On Degrassi, Walker pushed for a storyline about a girl learning to masturbate. "It's a simple story, but it feels transgressive, because there's not a lot of those on TV," she says.

Noxon contends that she's successful now because she finally figured out what she cares about. "I tried for a long time just to sell my writing," she says. She walked away from at least three hit shows, Brothers & Sisters, Prison Break and Glee, because the fit was wrong. "The nadir was a script whose logline was, 'It's Mrs. Doubtfire, but it's a ghost!'" She pauses. "I really wrote that."

Finally, she started writing to connect – with others and with herself. "Everything I'm working on now came from, 'I have to see this made!'" she says, clutching her heart. "For both Sharp Objects and To the Bone, I thought, 'I will make this no matter what. If I have to, I will get sock puppets, I will go to the park and I will do a sock-puppet version.'"

Noxon calls it "a passion to be understood." That is interestingly modest. It's not about world-conquering. It's about getting a glass of water after decades of desperate thirst.

Sometimes, the female gaze is about saying no. "I've worked with great guys, progressive guys, guys who've championed me," Hoffman says. "But even they have blind spots, because they've grown up with the male gaze, too."

She cites an incident from the writers' room of Odd Squad, the PBS show she calls "Law & Order for kids." A man pitched a story in which the female agent "is talking too much," so she gets zapped with a silence ray and her male partner has to get her voice back for her. Walker, Holness, Deer and Saville erupt in hoots. "That is some Little Mermaid crap," one says. "So Freudian!" another says.

Hoffman was the only woman in the room and the most junior writer. But she said no to this storyline and kept saying no until they heard her. "It was insane!" she says. "These were great guys. But if you don't say 'It's Mermaid!' they don't know it's Mermaid."
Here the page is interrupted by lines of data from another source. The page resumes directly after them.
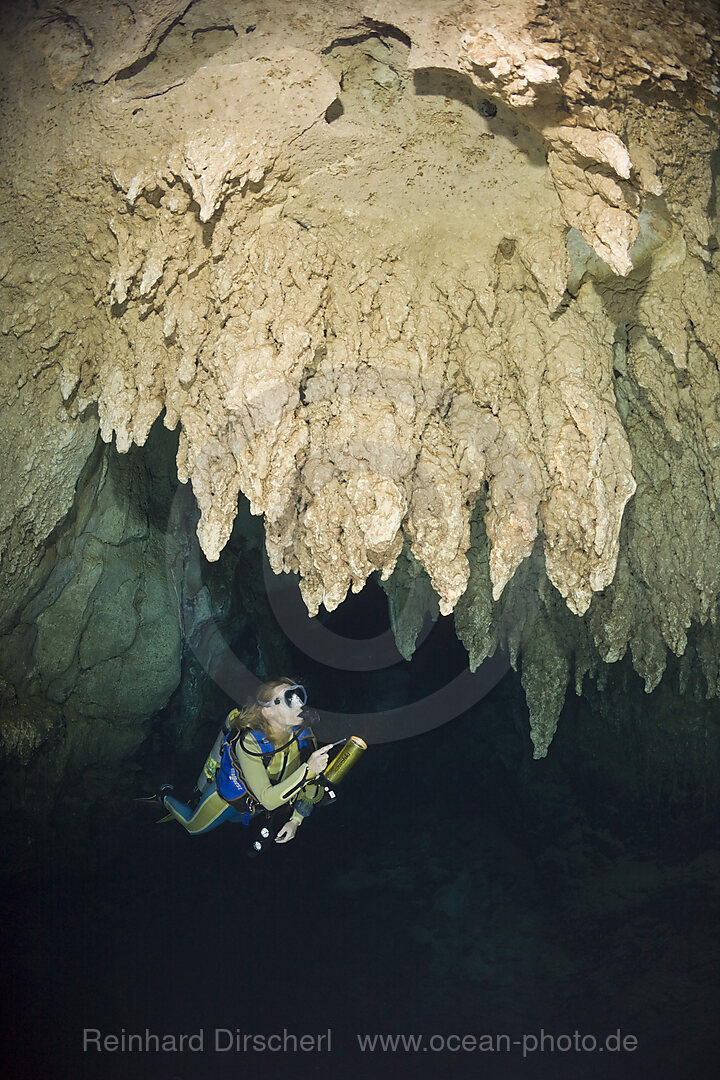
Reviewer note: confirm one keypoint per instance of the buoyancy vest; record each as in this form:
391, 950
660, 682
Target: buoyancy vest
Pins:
229, 780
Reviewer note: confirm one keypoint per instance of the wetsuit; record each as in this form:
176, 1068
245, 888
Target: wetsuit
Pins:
249, 767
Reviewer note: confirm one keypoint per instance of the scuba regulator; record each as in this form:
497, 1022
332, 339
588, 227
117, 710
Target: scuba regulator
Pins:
341, 764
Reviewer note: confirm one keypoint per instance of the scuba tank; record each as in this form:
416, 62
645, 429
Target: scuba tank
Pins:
213, 759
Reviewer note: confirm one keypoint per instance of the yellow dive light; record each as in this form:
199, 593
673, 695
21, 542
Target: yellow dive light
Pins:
343, 760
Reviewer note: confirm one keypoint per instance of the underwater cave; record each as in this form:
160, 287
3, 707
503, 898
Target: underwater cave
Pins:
375, 346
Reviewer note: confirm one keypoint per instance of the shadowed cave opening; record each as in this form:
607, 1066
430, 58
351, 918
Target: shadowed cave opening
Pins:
451, 854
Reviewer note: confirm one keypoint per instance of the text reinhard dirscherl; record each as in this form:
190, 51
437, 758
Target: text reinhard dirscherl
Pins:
225, 1039
219, 1039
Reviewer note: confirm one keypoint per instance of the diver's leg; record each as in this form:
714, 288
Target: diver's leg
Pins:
208, 814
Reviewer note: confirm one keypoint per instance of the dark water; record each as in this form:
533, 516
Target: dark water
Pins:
458, 889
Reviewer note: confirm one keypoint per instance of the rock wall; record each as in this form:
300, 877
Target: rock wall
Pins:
425, 282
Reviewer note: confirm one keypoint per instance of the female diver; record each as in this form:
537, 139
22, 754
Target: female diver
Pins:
269, 760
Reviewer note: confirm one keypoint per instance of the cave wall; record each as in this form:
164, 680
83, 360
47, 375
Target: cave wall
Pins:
434, 286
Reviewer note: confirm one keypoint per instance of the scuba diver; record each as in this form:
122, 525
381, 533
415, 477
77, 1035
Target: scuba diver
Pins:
266, 759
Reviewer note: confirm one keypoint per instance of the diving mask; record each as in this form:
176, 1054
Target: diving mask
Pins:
288, 697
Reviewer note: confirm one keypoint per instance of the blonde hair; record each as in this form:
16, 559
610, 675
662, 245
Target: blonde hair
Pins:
250, 717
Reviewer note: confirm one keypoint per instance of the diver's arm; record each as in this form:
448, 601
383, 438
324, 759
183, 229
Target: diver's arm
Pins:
270, 795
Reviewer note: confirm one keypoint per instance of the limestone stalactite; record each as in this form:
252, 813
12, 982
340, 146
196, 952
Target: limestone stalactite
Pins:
429, 283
"I get so tired, waving that flag," Saville says.

"There's a great Onion headline: Feminist Forgets Politics for an Hour to Enjoy Television Show," Walker says. "I'm on guard all the time. You get a reputation for it in writers' rooms, but I love that rep. I'll tattoo it on my forehead."
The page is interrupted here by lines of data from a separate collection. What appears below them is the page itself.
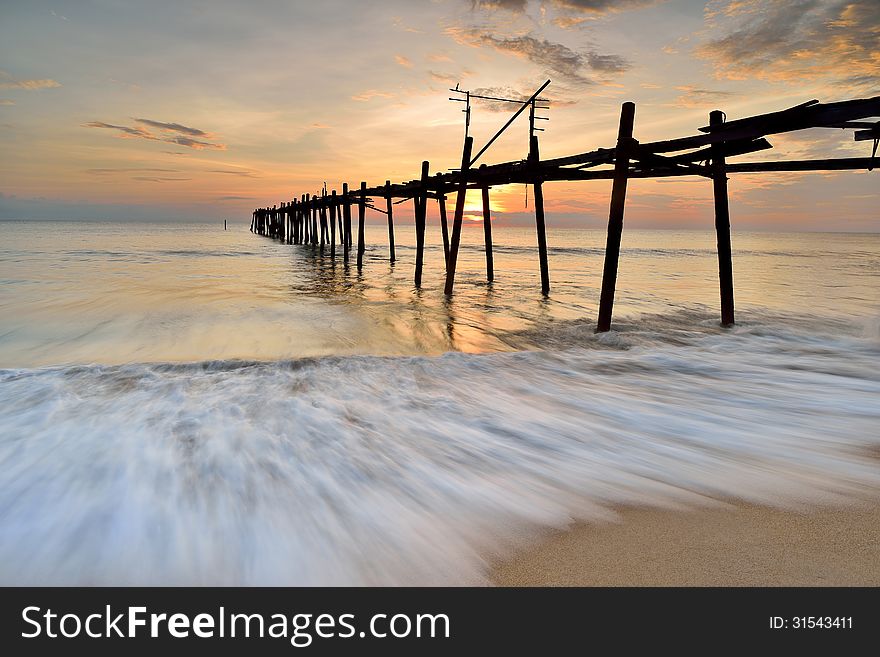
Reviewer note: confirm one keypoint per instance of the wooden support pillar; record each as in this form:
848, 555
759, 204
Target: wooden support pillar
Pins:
722, 223
339, 224
303, 229
615, 215
487, 233
334, 210
459, 214
348, 237
346, 224
362, 209
315, 209
444, 227
534, 161
323, 238
421, 214
389, 210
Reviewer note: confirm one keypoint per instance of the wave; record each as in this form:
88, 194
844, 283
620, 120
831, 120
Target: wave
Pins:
410, 470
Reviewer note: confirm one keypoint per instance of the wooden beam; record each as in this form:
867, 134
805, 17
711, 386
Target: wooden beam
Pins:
361, 212
457, 218
534, 161
334, 208
390, 213
421, 217
615, 215
444, 228
722, 225
487, 235
346, 224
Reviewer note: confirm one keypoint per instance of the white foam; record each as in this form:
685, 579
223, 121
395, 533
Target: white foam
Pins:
368, 470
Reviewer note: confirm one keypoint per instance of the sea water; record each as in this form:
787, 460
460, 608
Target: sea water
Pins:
185, 405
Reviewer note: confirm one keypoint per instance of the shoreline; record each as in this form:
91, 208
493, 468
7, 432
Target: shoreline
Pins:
733, 545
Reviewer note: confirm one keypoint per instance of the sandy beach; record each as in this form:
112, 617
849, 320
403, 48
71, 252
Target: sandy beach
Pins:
732, 546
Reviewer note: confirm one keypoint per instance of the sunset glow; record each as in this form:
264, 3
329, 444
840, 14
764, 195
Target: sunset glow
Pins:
205, 110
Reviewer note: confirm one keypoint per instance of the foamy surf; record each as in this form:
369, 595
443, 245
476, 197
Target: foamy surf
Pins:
409, 470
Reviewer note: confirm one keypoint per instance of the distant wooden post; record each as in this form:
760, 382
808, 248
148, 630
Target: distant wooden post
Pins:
334, 208
421, 215
389, 210
348, 237
444, 228
722, 223
317, 205
304, 218
534, 162
487, 233
362, 209
339, 221
615, 215
346, 224
459, 214
323, 237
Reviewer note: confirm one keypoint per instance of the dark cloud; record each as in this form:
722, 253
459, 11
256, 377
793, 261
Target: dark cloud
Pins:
584, 6
604, 6
7, 81
554, 57
510, 5
243, 174
143, 133
796, 41
125, 130
105, 172
174, 127
694, 97
607, 63
194, 143
156, 179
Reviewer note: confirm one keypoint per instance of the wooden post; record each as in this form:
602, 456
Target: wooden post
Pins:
388, 208
362, 209
615, 215
348, 237
316, 203
459, 214
534, 161
346, 224
722, 223
333, 212
303, 217
444, 228
323, 237
421, 213
487, 234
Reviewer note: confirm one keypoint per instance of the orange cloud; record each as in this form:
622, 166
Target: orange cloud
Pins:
796, 42
9, 82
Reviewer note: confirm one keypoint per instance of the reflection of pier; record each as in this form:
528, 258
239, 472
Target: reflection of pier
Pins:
326, 219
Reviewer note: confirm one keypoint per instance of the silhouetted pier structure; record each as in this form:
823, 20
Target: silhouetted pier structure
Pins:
305, 220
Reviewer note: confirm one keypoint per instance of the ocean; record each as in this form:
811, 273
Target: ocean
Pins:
181, 404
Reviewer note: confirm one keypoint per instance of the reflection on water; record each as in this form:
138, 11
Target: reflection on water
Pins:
274, 455
78, 292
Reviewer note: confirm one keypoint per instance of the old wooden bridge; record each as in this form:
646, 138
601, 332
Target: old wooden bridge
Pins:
316, 220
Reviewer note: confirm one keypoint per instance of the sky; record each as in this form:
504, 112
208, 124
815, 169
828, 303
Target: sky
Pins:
185, 110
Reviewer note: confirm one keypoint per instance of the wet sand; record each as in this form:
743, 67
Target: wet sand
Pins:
731, 546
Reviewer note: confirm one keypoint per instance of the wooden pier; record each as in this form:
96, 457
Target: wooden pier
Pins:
707, 154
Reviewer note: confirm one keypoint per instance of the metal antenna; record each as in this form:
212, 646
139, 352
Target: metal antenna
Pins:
531, 103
Holness is cautiously optimistic, though. "I'm seeing a push toward gender parity," she says. "It's not simply having a woman's voice in the room. It's that people are actively looking for an oppositional point of view. My voice that's been kept quiet, I can now explore what that is. What I really think – not filtered in a way I think people want and expect, but what I want."

For Noxon, the female gaze is about seeing things others haven't seen – for example, creating UnREAL because "reality TV is Bully TV, and that hadn't been taken seriously," she says – and then adding details that only you could know.

"For years, I carried little airplane bottles of alcohol in my purse," she says. "Those aren't for planes. They're for people like me, a control-freak, anorexic, alcoholic, high-functioning woman who likes to keep a little in her bag, but who also needs to know how many calories are in each shot. I'm sober now, so I can joke about it." She wrote the airplane bottles into Sharp Objects for Adams's character. "She also pours booze into her water bottles," Noxon adds. "I put mine in a Big Gulp."

Noxon puts herself on the page because she knows that specificity "makes it feel alive," she says. "But that requires examination and honesty. You have to mine your own fascinations, foibles, compulsions, fetishes. You have to be willing to look deeply."

Maybe the female gaze isn't about looking outward. Maybe it's about looking inward. Looking in the mirror, then looking beneath that, and telling the unlacquered, unkempt truth about what you find.